'Anchor word not in word column labels provided to CorEx:

gregversteeg / corex_topic

Hierarchical unsupervised and semi-supervised topic models for sparse count data with CorEx

Apache License 2.0

627 stars 120 forks source link

'Anchor word not in word column labels provided to CorEx: #23

Closed srujana-tak closed 5 years ago

srujana-tak commented 5 years ago

How to skip if anchor words not in topic and still produce results for those words available

ryanjgallagher commented 5 years ago

Hi Srujana,

Would you be able to clarify what your question? Are you anchoring words to your topic model? And what words and results do you want to see results for?

srujana-tak commented 5 years ago

I am using anchor words like this topic_model.fit(X, words=words, anchors=[['dog','cat','animal'], ['home','interior', 'furniture'], ['beauty', 'cosmetic'], anchor_strength=3)]

If I want to fit this model (with same parameters) for a new data (X) and if it doesn't have a word 'cosmetic' then I am getting error 'Anchor word not in word column labels provided to CorEx:' I want same topics for new dataset but it is hard to change anchor words every time I fit the model

Is it that anchor words must be present in the data we provide?

ryanjgallagher commented 5 years ago

Yes, right now the code is structured such that the anchor words must be present in the data that is provided. This is to help alert the user that the words they are trying to anchor cannot be anchored.
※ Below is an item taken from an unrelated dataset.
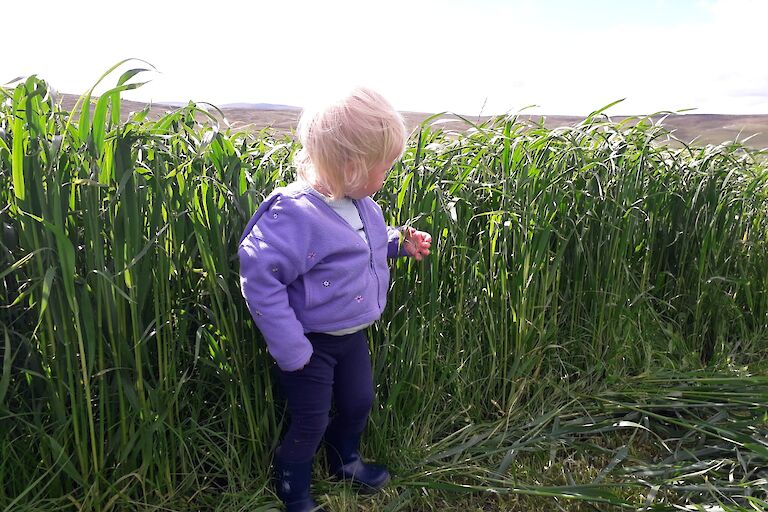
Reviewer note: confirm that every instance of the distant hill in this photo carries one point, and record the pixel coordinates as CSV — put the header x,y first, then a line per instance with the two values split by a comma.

@gregversteeg, do you think this should raise a warning instead? The error that's thrown is here, in preprocessing the anchors.

srujana-tak commented 5 years ago

Yes, a warning would do the job and still produce the results with words that can be anchored. Thanks!!

ryanjgallagher commented 5 years ago

Thanks for your patience @srujana-tak. I've made the update so that CorEx throws a warning instead of an error if the anchor is not in the vocabulary. Let me know if you have any further issues.

I've also updated CorEx on pip, so if you installed it via pip then you should be able to update it using pip install corextopic --upgrade

srujana-tak commented 5 years ago

Thank you!